Deskripsi Pekerjaan
Are you obsessed with uptime, scalability, and system performance? NexusCloud Systems is looking for a Senior Site Reliability Engineer to join our core infrastructure team. In this role, you will be the architect of our reliability strategy, bridging the gap between development and operations to ensure our global platform delivers seamless experiences to millions of users.
You will work in a high-impact environment where engineering rigor, automation, and proactive problem-solving are at the forefront of our success.
Tanggung Jawab
- Design and maintain highly available, scalable infrastructure on AWS and Kubernetes.
- Lead incident response efforts and conduct blameless post-mortems to improve system resilience.
- Automate manual operational tasks to minimize 'toil' through Infrastructure as Code (Terraform/Pulumi).
- Define and implement Service Level Objectives (SLOs) and Error Budgets for critical microservices.

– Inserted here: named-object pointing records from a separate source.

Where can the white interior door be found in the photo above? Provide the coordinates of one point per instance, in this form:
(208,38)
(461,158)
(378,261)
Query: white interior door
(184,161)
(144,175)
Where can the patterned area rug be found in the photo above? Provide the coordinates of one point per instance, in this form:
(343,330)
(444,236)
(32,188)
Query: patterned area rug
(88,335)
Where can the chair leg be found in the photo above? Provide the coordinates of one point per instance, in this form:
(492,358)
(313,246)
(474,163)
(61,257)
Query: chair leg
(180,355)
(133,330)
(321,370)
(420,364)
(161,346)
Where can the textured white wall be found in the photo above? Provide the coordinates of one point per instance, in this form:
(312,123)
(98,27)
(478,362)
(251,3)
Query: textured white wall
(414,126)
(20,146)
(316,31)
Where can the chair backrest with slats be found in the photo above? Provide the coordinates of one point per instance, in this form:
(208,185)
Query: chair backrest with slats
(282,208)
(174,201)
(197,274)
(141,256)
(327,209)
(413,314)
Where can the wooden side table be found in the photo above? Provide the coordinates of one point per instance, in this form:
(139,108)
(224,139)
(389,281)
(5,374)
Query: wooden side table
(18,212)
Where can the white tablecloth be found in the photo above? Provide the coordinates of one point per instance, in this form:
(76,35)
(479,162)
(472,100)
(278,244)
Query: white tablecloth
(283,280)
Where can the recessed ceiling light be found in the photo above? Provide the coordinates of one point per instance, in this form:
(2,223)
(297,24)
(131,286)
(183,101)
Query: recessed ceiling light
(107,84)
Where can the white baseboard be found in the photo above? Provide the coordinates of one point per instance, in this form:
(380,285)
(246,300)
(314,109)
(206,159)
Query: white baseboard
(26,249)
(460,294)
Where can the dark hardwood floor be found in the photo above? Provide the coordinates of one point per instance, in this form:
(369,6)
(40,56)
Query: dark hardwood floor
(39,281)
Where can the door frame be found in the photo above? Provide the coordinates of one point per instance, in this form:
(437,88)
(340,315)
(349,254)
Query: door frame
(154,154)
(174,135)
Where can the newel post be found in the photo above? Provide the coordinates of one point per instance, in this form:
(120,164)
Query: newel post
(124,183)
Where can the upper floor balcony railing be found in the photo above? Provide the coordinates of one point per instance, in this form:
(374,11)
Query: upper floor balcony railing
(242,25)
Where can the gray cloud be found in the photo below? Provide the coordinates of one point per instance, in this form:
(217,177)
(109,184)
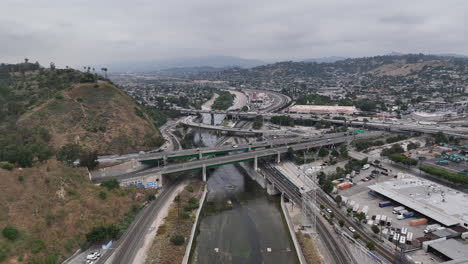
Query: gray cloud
(77,32)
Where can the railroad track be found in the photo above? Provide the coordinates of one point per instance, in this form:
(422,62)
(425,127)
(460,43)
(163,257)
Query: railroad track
(293,193)
(389,256)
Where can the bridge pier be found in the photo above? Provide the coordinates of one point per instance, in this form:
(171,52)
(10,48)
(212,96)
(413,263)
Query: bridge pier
(204,172)
(271,190)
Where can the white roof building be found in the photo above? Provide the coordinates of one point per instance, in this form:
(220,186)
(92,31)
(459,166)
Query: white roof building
(442,204)
(322,109)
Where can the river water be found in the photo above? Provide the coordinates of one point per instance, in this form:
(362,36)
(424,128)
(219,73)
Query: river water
(240,223)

- Collaborate with cross-functional teams to improve CI/CD pipelines and deployment velocity.
- Proactively monitor system performance and capacity planning to prevent bottlenecks.
- Mentor junior SREs and promote a culture of reliability engineering best practices.
Kualifikasi
- 5+ years of experience in SRE, DevOps, or large-scale Systems Engineering roles.

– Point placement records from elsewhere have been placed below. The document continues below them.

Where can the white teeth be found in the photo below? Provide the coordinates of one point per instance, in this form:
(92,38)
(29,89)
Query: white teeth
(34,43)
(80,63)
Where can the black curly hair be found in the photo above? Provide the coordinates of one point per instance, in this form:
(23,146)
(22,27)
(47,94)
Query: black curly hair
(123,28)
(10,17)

- Deep expertise in Kubernetes (K8s) cluster management and container orchestration.
- Proficiency in at least one modern language: Go, Python, or Java.
- Advanced experience with cloud infrastructure (AWS/GCP/Azure) and IaC tools (Terraform).
- Solid understanding of observability tools like Prometheus, Grafana, Datadog, or Honeycomb.
- Strong grasp of Linux internals, networking protocols (TCP/IP, DNS, HTTP), and security.
- Excellent communication skills with the ability to explain complex technical concepts to non-technical stakeholders.